Super, das fehlte mir gerade noch, dass mich jemand in diesem Dilemma fand.
„Ja, sorry", rief ich zurück. „Oder eigentlich nein."
„Kann ich dir helfen?", fragte die Frauenstimme.
Was blieb mir schon Anderes übrig?
Ich hielt mein Kleid fest, ging zur Tür hinüber und entriegelte sie. Sie ging auf und eine besorgte Frau stand vor mir. Sie hatte lange dunkle – richtig dunkle – Haare, trug ein dunkelblaues Cocktailkleid und sagte gerade: „Hi. Was ist denn los?"

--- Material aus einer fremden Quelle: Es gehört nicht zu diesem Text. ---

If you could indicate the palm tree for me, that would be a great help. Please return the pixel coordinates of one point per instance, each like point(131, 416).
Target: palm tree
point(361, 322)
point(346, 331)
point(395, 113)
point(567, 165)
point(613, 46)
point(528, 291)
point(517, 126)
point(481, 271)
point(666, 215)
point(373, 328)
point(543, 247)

Für einen Moment war ich nicht in der Lage, ihr zu antworten, denn ich starrte sie an, dann fing ich mich Gott sei Dank rasch.
„Hey. Ach, der Reißverschluss muss sich verhakt haben." Ich drehte mich um, um ihr das Dilemma zu zeigen.
„Ach Mist." Sie untersuchte mein Kleid und sagte: „Ich muss wahrscheinlich ein wenig daran ziehen, ich hoffe, ich mache nichts kaputt."
„Zieh ruhig", meinte ich schulterzuckend, „wenn es kaputt geht, habe ich wenigstens eine Ausrede, wieso ich Jeans und T-Shirt anziehen kann."
Ich hörte sie lachen und dann zog sie an dem Reißverschluss, der sich wohl löste, denn ein paar Sekunden später war das Kleid wieder geschlossen.
In der Zwischenzeit grübelte ich und suchte in meinen grauen Zellen nach der Antwort auf die Frage: Wer zur Hölle war sie?!
Ich kannte sie! Das wusste ich! Das Gesicht hatte ich schon mal gesehen – allerdings konnte ich sie nicht einordnen. Absolut nicht. Und das fuchste mich.
„Danke! Du bist meine Rettung", sagte ich und strich mein Kleid glatt.
„Kein Thema. Aber weißt du eigentlich, dass da ein Kind in der Badewanne sitzt und uns anschaut?"
„Ja, das ist mein ...Neffe" (nicht ganz, aber wen interessierte das schon – grad war er eher mein Sohn als Caros) „Rafael."
Ich hob den Kleinen heraus und setzte ihn auf meinem Hüftknochen ab, während die Augen der Frau groß wurden, als sie feststelle, wie zuckersüß Rafi war.
„Sierra? Bist du hier?"
Eine Sekunde später stand niemand Anderes als Luke im Türrahmen des Badezimmers.
Und dann fiel es mir wie Schuppen von den Augen. Natürlich!
Das war Sierra Deaton.
Und anscheinend gab es kein Alex & Sierra mehr.
Jetzt war es Luke & Sierra, denn sie war wohl seine Freundin. Oder wieso küsste man sonst eine Frau?
Ich fand, ich sollte einen Preis dafür bekommen, dass mein Körper es hinbekam, Rafael nicht fallen zu lassen und meine Gesichtszüge nicht entgleisen zu lassen.